Turkish government orders demolition of residential towers in Istanbul

The Turkish central government's ruling to demolish a completed residential development in Istanbul causes analysts and developers to worry.

OnaltiDokuz, Istanbul, Sultan Ahmed Mosque
The high-rise development can be seen looming behind the 17th Century Sultan Ahmed Mosque, also known as the Blue Mosque.
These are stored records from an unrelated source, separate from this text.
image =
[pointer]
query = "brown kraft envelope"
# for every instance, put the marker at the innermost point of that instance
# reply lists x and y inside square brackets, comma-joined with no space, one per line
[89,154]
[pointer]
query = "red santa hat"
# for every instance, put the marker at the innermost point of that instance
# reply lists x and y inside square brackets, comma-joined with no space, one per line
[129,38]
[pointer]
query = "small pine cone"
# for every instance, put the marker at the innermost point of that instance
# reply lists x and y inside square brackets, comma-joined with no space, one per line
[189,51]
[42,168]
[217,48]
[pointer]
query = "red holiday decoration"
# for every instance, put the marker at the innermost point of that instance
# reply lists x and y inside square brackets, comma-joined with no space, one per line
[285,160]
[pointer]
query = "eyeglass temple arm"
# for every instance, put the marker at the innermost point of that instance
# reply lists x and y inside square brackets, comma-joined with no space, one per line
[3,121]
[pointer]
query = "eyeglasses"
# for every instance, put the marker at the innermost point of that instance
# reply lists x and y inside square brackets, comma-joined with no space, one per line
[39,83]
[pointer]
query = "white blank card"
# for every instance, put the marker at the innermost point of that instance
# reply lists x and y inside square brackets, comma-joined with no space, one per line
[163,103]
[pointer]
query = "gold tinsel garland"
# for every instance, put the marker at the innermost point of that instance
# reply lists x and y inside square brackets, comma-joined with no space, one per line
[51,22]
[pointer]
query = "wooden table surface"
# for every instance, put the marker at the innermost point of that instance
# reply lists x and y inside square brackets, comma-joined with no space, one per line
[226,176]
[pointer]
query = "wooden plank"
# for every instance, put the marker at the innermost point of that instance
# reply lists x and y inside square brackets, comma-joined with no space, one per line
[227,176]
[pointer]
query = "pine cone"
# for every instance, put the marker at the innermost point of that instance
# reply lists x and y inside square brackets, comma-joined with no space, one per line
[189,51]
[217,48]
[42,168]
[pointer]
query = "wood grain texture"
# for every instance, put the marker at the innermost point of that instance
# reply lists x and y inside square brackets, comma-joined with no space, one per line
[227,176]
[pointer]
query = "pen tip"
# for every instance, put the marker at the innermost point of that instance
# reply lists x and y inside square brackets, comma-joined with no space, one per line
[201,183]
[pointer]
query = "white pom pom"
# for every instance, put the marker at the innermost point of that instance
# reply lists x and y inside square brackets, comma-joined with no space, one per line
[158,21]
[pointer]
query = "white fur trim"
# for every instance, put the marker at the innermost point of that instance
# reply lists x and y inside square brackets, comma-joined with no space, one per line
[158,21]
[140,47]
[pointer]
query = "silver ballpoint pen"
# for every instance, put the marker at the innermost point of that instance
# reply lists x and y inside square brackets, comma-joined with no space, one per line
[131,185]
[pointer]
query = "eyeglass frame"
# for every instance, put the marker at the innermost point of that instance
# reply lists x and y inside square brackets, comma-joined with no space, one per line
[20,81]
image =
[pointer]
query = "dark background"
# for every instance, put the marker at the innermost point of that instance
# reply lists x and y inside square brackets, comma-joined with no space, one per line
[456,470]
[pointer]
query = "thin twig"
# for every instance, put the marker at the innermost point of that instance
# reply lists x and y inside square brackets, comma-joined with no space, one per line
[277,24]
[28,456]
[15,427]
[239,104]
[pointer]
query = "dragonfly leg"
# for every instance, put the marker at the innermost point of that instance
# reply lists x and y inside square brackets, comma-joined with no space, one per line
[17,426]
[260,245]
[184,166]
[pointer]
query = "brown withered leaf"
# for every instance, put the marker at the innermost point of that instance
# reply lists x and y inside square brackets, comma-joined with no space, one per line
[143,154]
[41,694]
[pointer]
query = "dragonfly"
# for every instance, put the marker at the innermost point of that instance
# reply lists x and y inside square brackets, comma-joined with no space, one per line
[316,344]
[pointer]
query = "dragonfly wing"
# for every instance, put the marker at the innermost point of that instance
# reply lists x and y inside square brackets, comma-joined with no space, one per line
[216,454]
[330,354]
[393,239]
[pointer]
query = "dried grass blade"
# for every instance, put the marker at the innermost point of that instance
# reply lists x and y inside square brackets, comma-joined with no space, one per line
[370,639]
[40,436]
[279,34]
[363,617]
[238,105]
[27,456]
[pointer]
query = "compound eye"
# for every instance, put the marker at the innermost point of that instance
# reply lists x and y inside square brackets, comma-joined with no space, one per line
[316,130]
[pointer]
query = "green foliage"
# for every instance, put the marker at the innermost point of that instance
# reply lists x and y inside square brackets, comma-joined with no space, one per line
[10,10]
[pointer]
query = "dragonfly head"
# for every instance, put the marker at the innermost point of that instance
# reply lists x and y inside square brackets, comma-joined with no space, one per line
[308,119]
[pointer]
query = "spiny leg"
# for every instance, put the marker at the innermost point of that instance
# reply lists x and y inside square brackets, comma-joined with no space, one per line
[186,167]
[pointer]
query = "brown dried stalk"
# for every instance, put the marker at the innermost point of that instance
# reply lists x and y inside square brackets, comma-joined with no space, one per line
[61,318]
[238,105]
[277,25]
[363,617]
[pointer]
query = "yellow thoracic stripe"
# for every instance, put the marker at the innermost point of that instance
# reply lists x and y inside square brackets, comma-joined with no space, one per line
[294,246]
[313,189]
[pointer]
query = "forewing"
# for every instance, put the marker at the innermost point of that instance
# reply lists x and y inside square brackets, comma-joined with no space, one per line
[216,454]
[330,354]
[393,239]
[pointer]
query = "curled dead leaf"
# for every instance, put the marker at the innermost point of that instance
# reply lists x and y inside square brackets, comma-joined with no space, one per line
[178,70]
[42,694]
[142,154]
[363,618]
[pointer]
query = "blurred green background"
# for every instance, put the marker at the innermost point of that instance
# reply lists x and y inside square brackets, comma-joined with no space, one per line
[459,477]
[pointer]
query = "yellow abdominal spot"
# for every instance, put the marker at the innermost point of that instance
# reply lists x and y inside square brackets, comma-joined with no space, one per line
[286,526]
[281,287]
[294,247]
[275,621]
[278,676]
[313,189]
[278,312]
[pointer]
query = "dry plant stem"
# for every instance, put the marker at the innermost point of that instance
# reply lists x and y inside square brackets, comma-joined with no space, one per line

Photo via Twitter.
August 27, 2014

The Turkish Council of State in Ankara recently ruled that the OnaltiDokuz Residence in Istanbul must be demolished, ArchDaily reports.

The completed high-rise residential towers, a trio of structures between 27 and 37 stories in Istanbul’s Zeytinburnu district, was ruled as negatively affecting “the world heritage site that the Turkish government was obliged to protect,” reported Oliver Wainwright for the Guardian.

Back in 2013, Hürriyet News, one of Turkey’s widely circulated newspapers, reported that Prime Minister Recep Tayyip Erdoǧan had requested the developer, led by businessman Mesut Toprak, to give the buildings a “haircut,” and was at the time unhappy that Toprak had so far not done so.

Archdaily speculates the government’s action is a reaction to UNESCO’s comments back in 2010, after threatening to put Turkey’s largest city on its list of endangered world heritage sites.

The demolition ruling puts the Istanul Metropolitan Municipality at risk of an astronomical compensation claim, because the development was both complete and units have been sold.